The historical population is given in the following chart:

==Politics==
In the 2007 federal election the most popular party was the Green Party which received 25.36% of the vote. The next three most popular parties were the SVP (23.21%), the SP (15.05%) and the FDP (12.54%). In the federal election, a total of 64 votes were cast, and the voter turnout was 48.9%.

==Economy==
As of In 2010 2010, Dizy had an unemployment rate of 1.7%. As of 2008, there were 16 people employed in the primary economic sector and about 5 businesses involved in this sector. 4 people were employed in the secondary sector and there were 3 businesses in this sector. 2 people were employed in the tertiary sector, with 2 businesses in this sector. There were 76 residents of the municipality who were employed in some capacity, of which females made up 44.7% of the workforce.

In 2008 the total number of full-time equivalent jobs was 19. The number of jobs in the primary sector was 13, all of which were in agriculture. The number of jobs in the secondary sector was 4 of which 1 was in manufacturing and 1 was in construction. The number of jobs in the tertiary sector was 2. In the tertiary sector; 2 or 100.0% were technical professionals or scientists, .
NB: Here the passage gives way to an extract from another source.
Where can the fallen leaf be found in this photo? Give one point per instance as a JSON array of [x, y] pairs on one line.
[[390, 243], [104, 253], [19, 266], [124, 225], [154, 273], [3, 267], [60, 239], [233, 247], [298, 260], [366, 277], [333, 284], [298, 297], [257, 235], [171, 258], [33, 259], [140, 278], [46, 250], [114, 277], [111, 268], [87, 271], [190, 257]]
In 2000, there were 8 workers who commuted into the municipality and 54 workers who commuted away. The municipality is a net exporter of workers, with about 6.8 workers leaving the municipality for every one entering. Of the working population, 9.2% used public transportation to get to work, and 60.5% used a private car.

==Religion==
From the 2000 census, 34 or 20.0% were Roman Catholic, while 102 or 60.0% belonged to the Swiss Reformed Church. There were5 (or about 2.94% of the population) who were Islamic. There was 1 person who was Buddhist. 26 (or about 15.29% of the population) belonged to no church, are agnostic or atheist, and 2 individuals (or about 1.18% of the population) did not answer the question.

==Education==
In Dizy about 53 or (31.2%) of the population have completed non-mandatory upper secondary education, and 25 or (14.7%) have completed additional higher education (either university or a Fachhochschule). Of the 25 who completed tertiary schooling, 56.0% were Swiss men, 44.0% were Swiss women.

In the 2009/2010 school year there were a total of 36 students in the Dizy school district. In the Vaud cantonal school system, two years of non-obligatory pre-school are provided by the political districts. During the school year, the political district provided pre-school care for a total of 631 children of which 203 children (32.2%) received subsidized pre-school care. The canton's primary school program requires students to attend for four years. There were 22 students in the municipal primary school program. The obligatory lower secondary school program lasts for six years and there were 14 students in those schools.

As of 2000, there were 38 students from Dizy who attended schools outside the municipality.